Eppure, queste calzature sono diventate quasi un caso mediatico dopo il deposito e la diffusione della perizia redatta dall’ingegner Luca Ancora, il consulente tecnico d’ufficio incaricato dalla Procura di Bari – nell’ambito del relativo procedimento penale – della ricostruzione cinematica dell’incidente di cui è rimasta vittima Jasmine Giordano, la ragazza deceduta il 30 ottobre lungo la Tangenziale di Bari: una vicenda che ha scosso tutta la città, anche perché la giovane si stava appunto recando alla sua festa di compleanno a bordo del Triumph condotto dal fidanzato, Francesco Carrieri, 22 anni, e, dopo essere caduta dalla sella rovinando sull’asfalto, è stata travolta dalla Citroen C3 che seguiva e su cui viaggiavano altri amici che dovevano festeggiarla, tra cui il 22enne Angelo Giacovelli, alla guida: i due coetanei sono entrambi indagati per omicidio colposo.

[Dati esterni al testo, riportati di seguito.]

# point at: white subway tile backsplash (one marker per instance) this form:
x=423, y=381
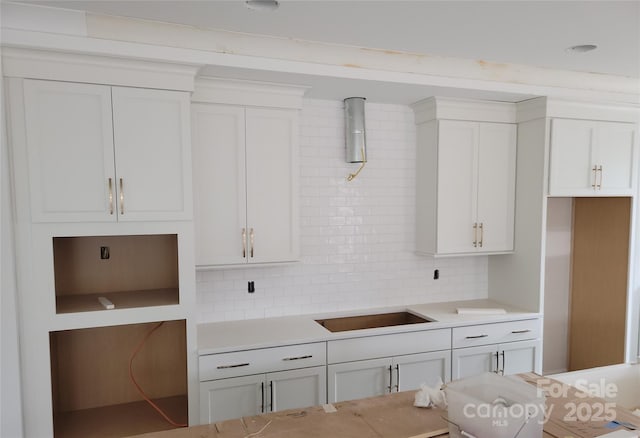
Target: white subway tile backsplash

Il peso che si è voluto dare a quest’elemento ha profondamente amareggiato i congiunti della ragazza, specie mamma Angela, che quelle scarpe gliele aveva regalate, lasciando perplessi anche gli esperti di Studio 3A, la società specializzata a livello nazionale nella valutazione delle responsabilità, a tutela dei diritti dei cittadini, a cui i familiari della vittima si sono rivolti per ottenere giustizia, tramite il consulente personale Sabino De Benedictis.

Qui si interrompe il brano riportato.